# Chicken chat thread



## chickenhen (Apr 22, 2015)

This is a thread where you can talk about your chickens, post pictures or ask chicken questions on breeds or something simular to that. 
Let's start...


----------



## Nm156 (May 16, 2015)

How many chickens do you have?
I have 35.


----------



## Fiere (Feb 26, 2014)

I have no idea. If I never count, I can never have too many!


----------



## robin416 (Sep 8, 2013)

Fiere said:


> I have no idea. If I never count, I can never have too many!


I was wondering how you were going to get around that. Pretty clever response.

I'm down now to about ten birds, all over five years old. When I was still in the breeding business I could have almost 200 or as few as 50 at any given time.

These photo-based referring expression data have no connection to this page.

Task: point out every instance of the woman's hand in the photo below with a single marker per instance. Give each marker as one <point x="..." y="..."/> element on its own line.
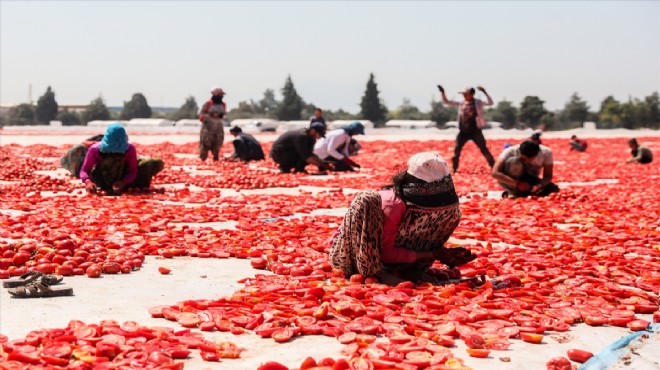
<point x="118" y="186"/>
<point x="90" y="187"/>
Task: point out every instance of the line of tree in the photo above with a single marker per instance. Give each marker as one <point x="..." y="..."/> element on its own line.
<point x="631" y="114"/>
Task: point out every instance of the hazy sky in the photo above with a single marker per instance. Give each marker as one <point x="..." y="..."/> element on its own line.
<point x="169" y="50"/>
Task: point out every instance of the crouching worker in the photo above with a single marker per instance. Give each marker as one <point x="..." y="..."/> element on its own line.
<point x="640" y="153"/>
<point x="396" y="234"/>
<point x="518" y="169"/>
<point x="578" y="144"/>
<point x="294" y="149"/>
<point x="112" y="164"/>
<point x="72" y="161"/>
<point x="335" y="147"/>
<point x="246" y="147"/>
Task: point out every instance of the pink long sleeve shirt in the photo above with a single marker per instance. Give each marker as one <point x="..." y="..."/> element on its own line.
<point x="394" y="210"/>
<point x="93" y="158"/>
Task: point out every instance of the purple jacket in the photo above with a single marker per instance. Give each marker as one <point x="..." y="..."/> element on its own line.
<point x="93" y="158"/>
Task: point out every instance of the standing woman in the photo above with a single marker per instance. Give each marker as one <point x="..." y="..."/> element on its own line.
<point x="212" y="133"/>
<point x="112" y="164"/>
<point x="396" y="234"/>
<point x="72" y="161"/>
<point x="470" y="122"/>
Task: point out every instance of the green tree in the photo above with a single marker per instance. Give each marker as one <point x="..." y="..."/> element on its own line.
<point x="244" y="110"/>
<point x="137" y="107"/>
<point x="21" y="115"/>
<point x="505" y="113"/>
<point x="372" y="108"/>
<point x="652" y="103"/>
<point x="338" y="114"/>
<point x="576" y="110"/>
<point x="96" y="110"/>
<point x="46" y="110"/>
<point x="441" y="114"/>
<point x="308" y="110"/>
<point x="187" y="111"/>
<point x="69" y="118"/>
<point x="549" y="120"/>
<point x="531" y="110"/>
<point x="409" y="111"/>
<point x="629" y="114"/>
<point x="609" y="115"/>
<point x="268" y="104"/>
<point x="291" y="107"/>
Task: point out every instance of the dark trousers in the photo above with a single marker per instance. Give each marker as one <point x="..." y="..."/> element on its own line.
<point x="242" y="151"/>
<point x="289" y="160"/>
<point x="478" y="137"/>
<point x="340" y="166"/>
<point x="522" y="176"/>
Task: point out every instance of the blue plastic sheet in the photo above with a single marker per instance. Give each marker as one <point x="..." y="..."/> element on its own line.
<point x="614" y="351"/>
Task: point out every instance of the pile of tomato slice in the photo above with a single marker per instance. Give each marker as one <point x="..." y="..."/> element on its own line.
<point x="590" y="254"/>
<point x="110" y="345"/>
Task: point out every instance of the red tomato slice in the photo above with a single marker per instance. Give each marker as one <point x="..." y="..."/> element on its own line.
<point x="531" y="337"/>
<point x="348" y="337"/>
<point x="282" y="335"/>
<point x="359" y="363"/>
<point x="559" y="363"/>
<point x="272" y="365"/>
<point x="579" y="355"/>
<point x="188" y="319"/>
<point x="637" y="325"/>
<point x="478" y="352"/>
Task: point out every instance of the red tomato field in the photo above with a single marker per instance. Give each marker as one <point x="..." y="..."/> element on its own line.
<point x="585" y="260"/>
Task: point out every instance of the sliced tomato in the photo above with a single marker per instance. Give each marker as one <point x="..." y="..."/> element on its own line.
<point x="348" y="337"/>
<point x="559" y="363"/>
<point x="282" y="335"/>
<point x="637" y="325"/>
<point x="531" y="337"/>
<point x="272" y="365"/>
<point x="478" y="352"/>
<point x="579" y="355"/>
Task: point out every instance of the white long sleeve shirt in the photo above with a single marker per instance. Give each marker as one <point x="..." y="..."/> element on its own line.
<point x="331" y="145"/>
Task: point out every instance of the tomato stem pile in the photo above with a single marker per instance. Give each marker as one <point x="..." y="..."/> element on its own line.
<point x="589" y="255"/>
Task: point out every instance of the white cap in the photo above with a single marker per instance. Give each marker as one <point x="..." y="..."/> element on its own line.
<point x="428" y="166"/>
<point x="217" y="91"/>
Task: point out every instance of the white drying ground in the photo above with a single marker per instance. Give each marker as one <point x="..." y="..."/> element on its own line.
<point x="128" y="297"/>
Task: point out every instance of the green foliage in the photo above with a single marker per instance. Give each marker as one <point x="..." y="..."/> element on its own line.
<point x="653" y="105"/>
<point x="371" y="106"/>
<point x="244" y="110"/>
<point x="290" y="109"/>
<point x="609" y="115"/>
<point x="137" y="107"/>
<point x="633" y="114"/>
<point x="308" y="110"/>
<point x="407" y="111"/>
<point x="69" y="118"/>
<point x="21" y="115"/>
<point x="549" y="121"/>
<point x="187" y="111"/>
<point x="339" y="114"/>
<point x="46" y="110"/>
<point x="576" y="110"/>
<point x="505" y="113"/>
<point x="441" y="114"/>
<point x="267" y="106"/>
<point x="531" y="110"/>
<point x="96" y="110"/>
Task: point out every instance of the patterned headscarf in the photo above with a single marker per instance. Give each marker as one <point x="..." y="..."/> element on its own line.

I sold out four years ago, kept my old non producing birds and the odd balls. Even then the oddballs were five years old. I didn't expect to be wondering if my oldest was actually going to live to be ten in August. If things keep going the way they are, I could still have birds five years from now without having added any to the existing flock.


----------



## Fiere (Feb 26, 2014)

If my lack of math is correct, I guesstimate 120ish at the moment. I really, really need to thin the flock. I have a few not laying and with so many to replace them I simply can't afford to feed them for nothing.


----------



## robin416 (Sep 8, 2013)

Even with the free ranging, you've got yourself a full time job just taking care of the animals and birds.


----------



## Nm156 (May 16, 2015)

16 weeks old ISA Brown hybrids.They are going for it.


----------



## chickenhen (Apr 22, 2015)

Nm156 said:


> How many chickens do you have?
> I have 35.


I have 17 hens.


----------



## chickenhen (Apr 22, 2015)

Nm156 said:


> 16 weeks old ISA Brown hybrids.They are going for it.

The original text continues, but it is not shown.